Because the structure of DAN networks are comprehensible--we know why they are as they are--and the justification for each and every node and connection clear, DANs afford a kind of transparency not possible with conventional ANNs. They avoid black boxes. In so doing, they also allow networks access to information about their own internal states which can, in turn, be exploited for meaningful self-adjustment in the application of metacognition. These are advanced and important affordances emerging from very simple mechanisms, and they offer promise to our research program.
Our only materials are nodes and connections along with a small set of elementary equations (nothing that isn't taught in elementary schools) to gate information through a network. These serve as building blocks in world models for more complex components that can be assembled into larger structures to perform increasingly rich cognitive tasks. Nonetheless, regardless of task, DANs are, at bottom, partially-connected directed graphs that regulate information flow to produce cognitive ability. As such, they are perhaps better thought of as circuits rather than information processors, their primary function being to get the right signal to the right place at the right time.
To date, using DAN components and principles, we have developed toy models for attention and content-addressable memory, anticipating directionality, object identification, comparison of similarity and difference, invariant shape detection, multi-modal association, emergent taxonomic classification, primary sequential memory, regulation of network to network information flow, eight-bit register control, and rudimentary natural language facility. Non-toy models have been used for automatic document classification and prediction in stochastic contexts, and to explore metacognition.
To be clear, this work is exploratory and empirical. For this exercise, we are not interested in computational efficiency, having evidential reason to suspect that DANs can ultimately be compressed into structures that are more computationally efficient. Our goal, rather, is to architect networks that maximize cognition using the fewest number of principles in the clearest way possible in order to understand better how cognition might arise from simple circuitry.
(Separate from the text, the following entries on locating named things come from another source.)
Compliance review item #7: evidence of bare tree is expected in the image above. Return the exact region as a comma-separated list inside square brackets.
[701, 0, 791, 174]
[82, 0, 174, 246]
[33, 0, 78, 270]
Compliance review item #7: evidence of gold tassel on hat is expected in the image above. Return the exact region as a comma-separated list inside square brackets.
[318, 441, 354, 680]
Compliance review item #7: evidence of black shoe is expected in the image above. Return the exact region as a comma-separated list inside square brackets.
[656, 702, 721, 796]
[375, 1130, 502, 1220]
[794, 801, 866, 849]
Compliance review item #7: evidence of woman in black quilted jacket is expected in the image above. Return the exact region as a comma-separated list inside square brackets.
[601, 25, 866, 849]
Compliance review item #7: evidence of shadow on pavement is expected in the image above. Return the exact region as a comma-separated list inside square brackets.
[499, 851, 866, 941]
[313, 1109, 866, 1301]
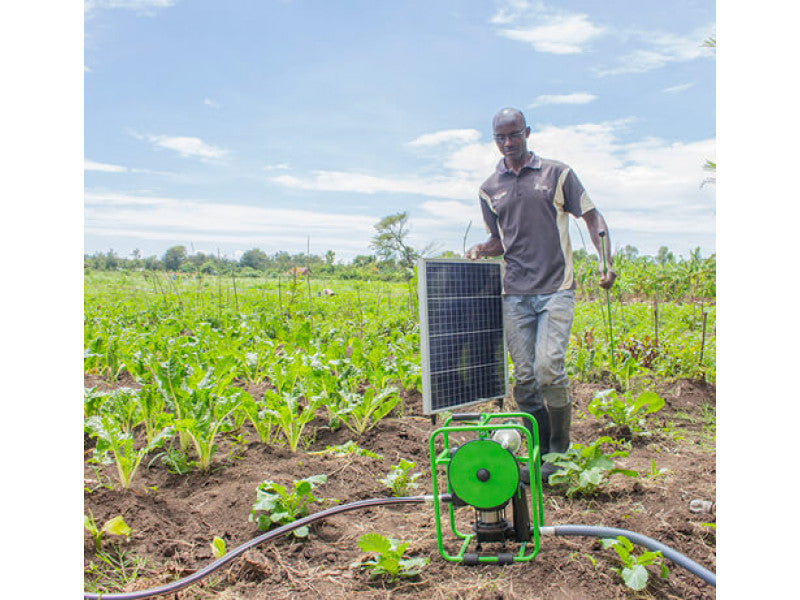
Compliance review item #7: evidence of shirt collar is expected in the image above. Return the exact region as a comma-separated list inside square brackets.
[497, 151, 542, 173]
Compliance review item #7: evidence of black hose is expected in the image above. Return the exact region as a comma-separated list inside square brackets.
[539, 525, 717, 587]
[83, 494, 717, 600]
[83, 496, 433, 600]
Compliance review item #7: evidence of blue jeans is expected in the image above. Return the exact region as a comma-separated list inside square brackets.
[503, 290, 575, 413]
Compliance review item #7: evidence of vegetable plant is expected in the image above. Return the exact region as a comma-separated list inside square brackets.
[83, 510, 131, 552]
[84, 414, 173, 490]
[378, 458, 422, 497]
[350, 533, 430, 582]
[337, 387, 400, 436]
[600, 535, 669, 592]
[248, 474, 328, 538]
[309, 440, 383, 460]
[264, 390, 322, 452]
[209, 535, 228, 558]
[175, 387, 249, 473]
[542, 436, 639, 498]
[587, 389, 664, 436]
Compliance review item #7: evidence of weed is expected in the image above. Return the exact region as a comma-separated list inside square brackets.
[248, 474, 328, 538]
[600, 535, 669, 592]
[378, 458, 422, 497]
[542, 436, 639, 497]
[83, 510, 131, 552]
[350, 533, 430, 582]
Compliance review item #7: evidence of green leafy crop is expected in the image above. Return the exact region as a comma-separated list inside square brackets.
[83, 510, 131, 552]
[600, 535, 669, 592]
[248, 474, 328, 538]
[587, 389, 664, 436]
[542, 436, 639, 497]
[351, 533, 430, 582]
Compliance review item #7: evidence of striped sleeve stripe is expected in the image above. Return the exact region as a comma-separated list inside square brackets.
[479, 188, 497, 215]
[553, 169, 572, 290]
[581, 192, 595, 215]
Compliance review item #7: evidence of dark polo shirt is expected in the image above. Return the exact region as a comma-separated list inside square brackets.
[480, 154, 594, 294]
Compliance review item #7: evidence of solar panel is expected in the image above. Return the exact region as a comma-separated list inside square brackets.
[417, 259, 508, 415]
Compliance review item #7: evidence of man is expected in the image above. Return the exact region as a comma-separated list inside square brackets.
[467, 108, 616, 481]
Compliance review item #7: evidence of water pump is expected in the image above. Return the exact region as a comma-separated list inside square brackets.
[430, 413, 544, 565]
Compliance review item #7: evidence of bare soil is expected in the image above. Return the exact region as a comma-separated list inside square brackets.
[84, 375, 716, 600]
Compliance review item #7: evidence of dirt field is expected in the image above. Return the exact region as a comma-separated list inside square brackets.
[84, 376, 716, 600]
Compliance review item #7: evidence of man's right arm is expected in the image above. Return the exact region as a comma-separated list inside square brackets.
[467, 236, 503, 260]
[467, 187, 503, 260]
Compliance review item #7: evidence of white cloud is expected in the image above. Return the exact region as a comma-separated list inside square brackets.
[489, 0, 531, 25]
[83, 0, 177, 16]
[84, 192, 378, 252]
[272, 171, 479, 199]
[663, 83, 694, 94]
[498, 14, 604, 54]
[529, 92, 597, 108]
[131, 132, 228, 159]
[596, 23, 715, 76]
[407, 129, 481, 148]
[272, 119, 716, 252]
[83, 159, 129, 173]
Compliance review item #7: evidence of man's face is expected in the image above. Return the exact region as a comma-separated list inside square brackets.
[494, 119, 531, 160]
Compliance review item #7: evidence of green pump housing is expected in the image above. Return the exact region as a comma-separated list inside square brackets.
[430, 413, 544, 565]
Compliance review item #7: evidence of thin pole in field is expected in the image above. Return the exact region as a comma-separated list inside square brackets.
[697, 310, 708, 365]
[653, 296, 658, 346]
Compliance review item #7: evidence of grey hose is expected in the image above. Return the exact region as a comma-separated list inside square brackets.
[539, 525, 717, 587]
[83, 496, 434, 600]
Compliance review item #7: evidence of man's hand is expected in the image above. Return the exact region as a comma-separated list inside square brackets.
[467, 244, 486, 260]
[466, 237, 503, 260]
[600, 269, 617, 290]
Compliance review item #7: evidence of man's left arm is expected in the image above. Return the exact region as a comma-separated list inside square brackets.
[581, 208, 617, 290]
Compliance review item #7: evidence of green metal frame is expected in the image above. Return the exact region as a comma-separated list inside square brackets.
[430, 412, 544, 563]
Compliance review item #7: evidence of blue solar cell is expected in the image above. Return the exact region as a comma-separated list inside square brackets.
[417, 259, 508, 414]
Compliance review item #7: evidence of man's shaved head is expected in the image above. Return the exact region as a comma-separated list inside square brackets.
[492, 108, 527, 129]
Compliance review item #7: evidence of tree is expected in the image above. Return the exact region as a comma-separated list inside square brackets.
[656, 246, 675, 265]
[617, 244, 639, 260]
[239, 248, 267, 271]
[370, 212, 419, 268]
[163, 246, 186, 271]
[105, 250, 119, 271]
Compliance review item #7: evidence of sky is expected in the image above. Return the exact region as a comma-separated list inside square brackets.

With this in mind, DANs should not be compared to GPTs and other large AI models; they are best considered as fundamental models that might lead to larger and more exciting implementations in the way that the neuromorphic models of the 1980's underlie the large and spectacular achievements of AI today. Simultaneously, we therefore hope to contribute to the study of how and why network cognition might emerge in natural and artificial systems.
The potential payoff for further study of DANs could not be greater, and early success recommends pushing this research until it can be pushed no further.
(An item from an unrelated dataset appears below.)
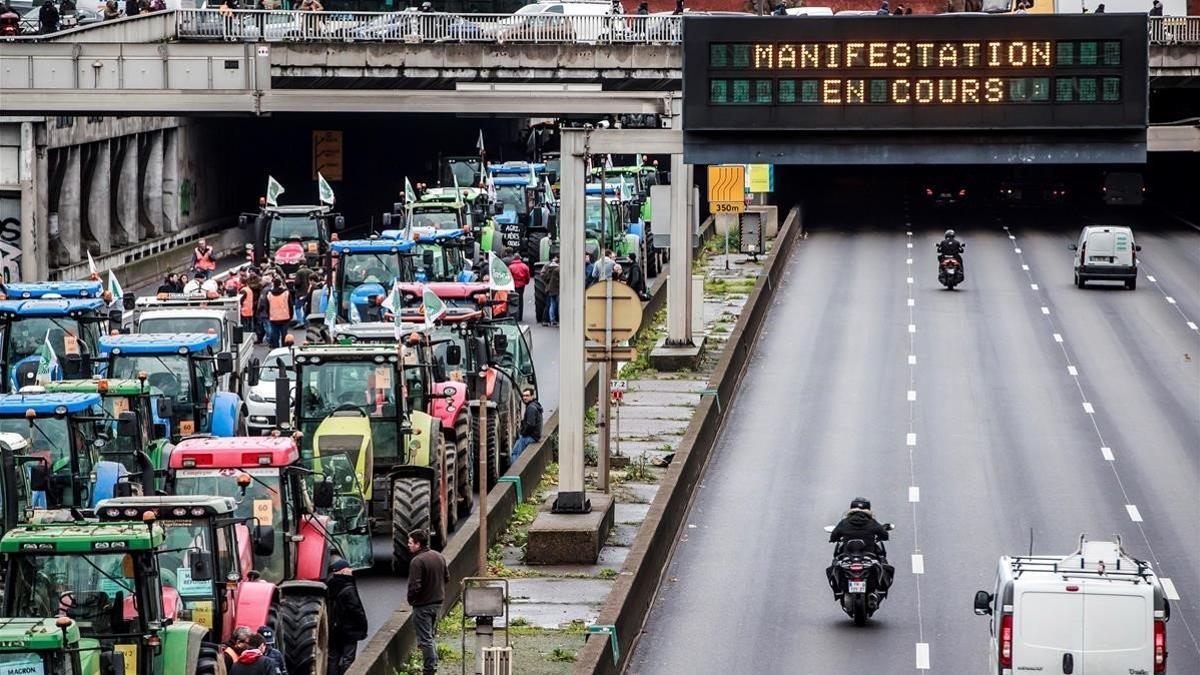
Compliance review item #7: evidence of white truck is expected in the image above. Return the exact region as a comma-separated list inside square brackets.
[132, 293, 254, 394]
[974, 534, 1171, 675]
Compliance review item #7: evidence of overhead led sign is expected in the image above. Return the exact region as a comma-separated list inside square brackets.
[684, 14, 1147, 131]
Because they learn in one shot and exhibit metacognition, future DANs will be able to learn continuously "in the wild", correcting themselves as they seek a coherent mapping between their existing internal states and new information from their environment.
Because they have metacognition, they can signal the user when they land on ambiguous patterns rather than merely guessing and can query the user (or the environment) for specific information needed to disambiguate patterns.
Because they are explanatory and transparent, we can be assured a kind of reliability not available in current models.
Because they grow as needed, DANs are not susceptible to catastrophic forgetting. They are also immune to adversarial attack.
Finally, because they avoid the training cost associated with existing models, they could lead to significant savings in energy consumption.
Of course, we're also philosophers, scientists, and possible paradigm changers. So, in addition to building models ourselves, or building models that build models themselves, our research also includes serious study of the many theoretical implications raised by what we learn. Typically, this research examines how DANs re-arrange fundamental questions concerning phenomenology, both in the formal, methodological sense and in the sense of an agent's qualitative experience. We also address what DANs might contribute to solving a "content problem" in dynamic systems theory, ecological psychology, and enactivism; that is, we seek to show how we might eliminate representations (specifically in the sense belong to the "Representational Theory of Mind") and yet model solutions for what Andy Clark identifies as "representation-hungry" problems.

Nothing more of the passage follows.